Voici un sel de poésie, fleur de sel doublement concentrée puisqu'elle touche aussi aux découvertes et abandons amoureux. C'est une forme de célébration païenne du corps et de l'esprit, de l'esprit sauvé par le corps et du corps exalté par l'esprit... 

Par exemple, dans la Grèce antique nombre de fêtes étaient consacrées à tel dieu, tel événement et donnaient lieu à des mises en scène parfois sans pudeur, du moins pour nos regards contemporains et encore figés dans les rets de conceptions judéo-chrétiennes; il y avait alors une vraie célébration de la vie, comme encore quelques rares sociétés aujourd'hui la glorifient... 

Dionysos sur une panthère
En effet, vie, sexualité, amours, ont pu éclore sans contraintes ni peurs à certaines époques créant un véritable espace de liberté, celui de l'Humain pour l'humain. Peut-être qu'autour de l'idée de Dionysos en Grèce, et qu'autour de quelques poètes et créateurs à travers les siècles, qui forment le socle des écrivains de notre culture occidentale, certains ont pu l'approcher. 
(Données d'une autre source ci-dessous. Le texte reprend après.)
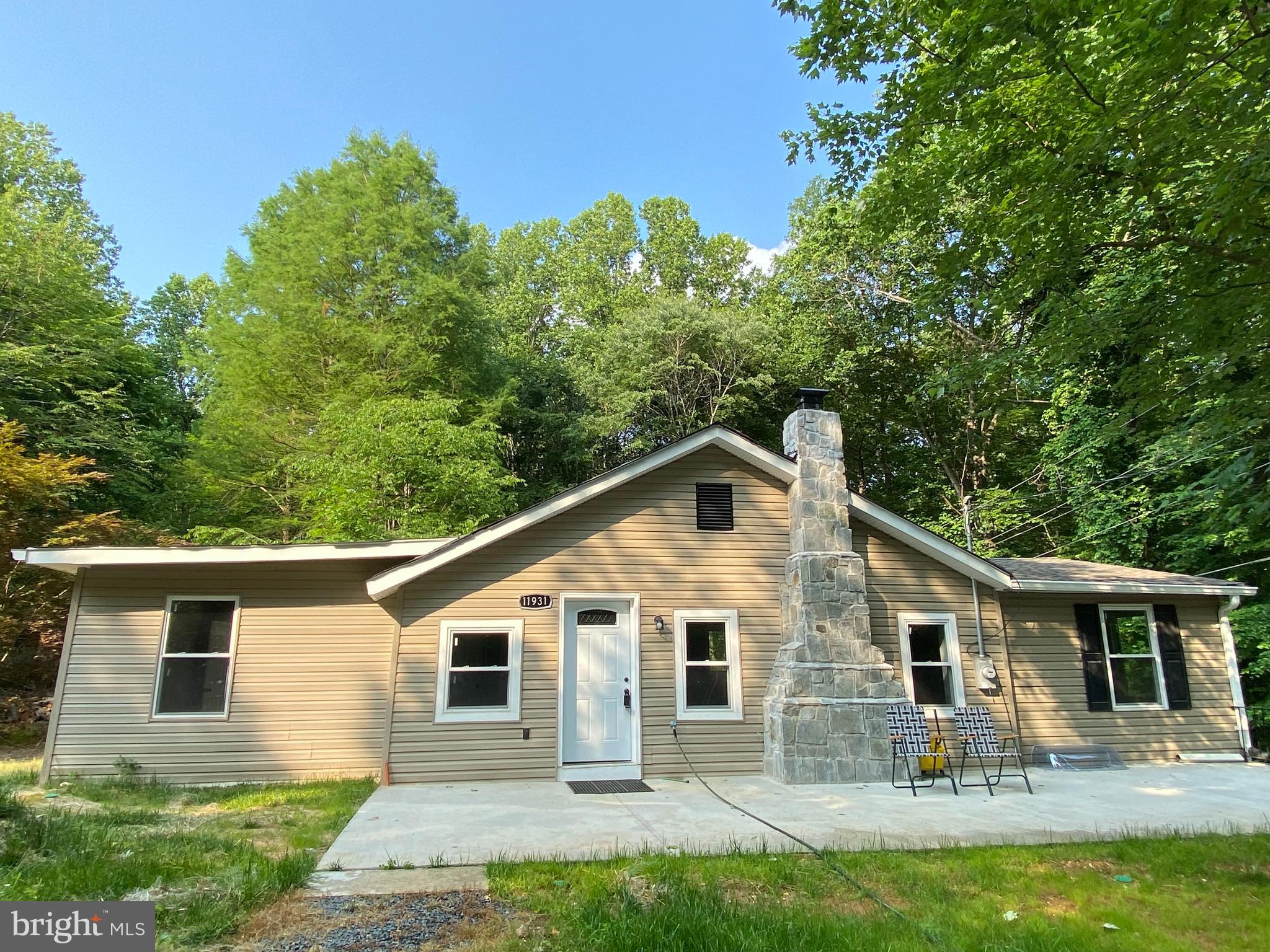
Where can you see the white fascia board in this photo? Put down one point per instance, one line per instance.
(1134, 588)
(930, 544)
(784, 469)
(23, 555)
(87, 557)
Pour revenir au "commencement", les poètes grecs et latins, du moins ce qui nous en est parvenu, de Sappho à Straton de Sardes, etc. nous ont laissé par de courts poèmes, épigrammes et distiques, le goût fascinant de ce monde qui n'a pas été que mythique et où tout pouvait se dire ou se faire comprendre, et où la tristesse et la mélancolie n'étaient pas réduites à jouer les portissols de la dépression, en quelque sorte tout ce qui apparait et brille du sel et des larmes de la terre...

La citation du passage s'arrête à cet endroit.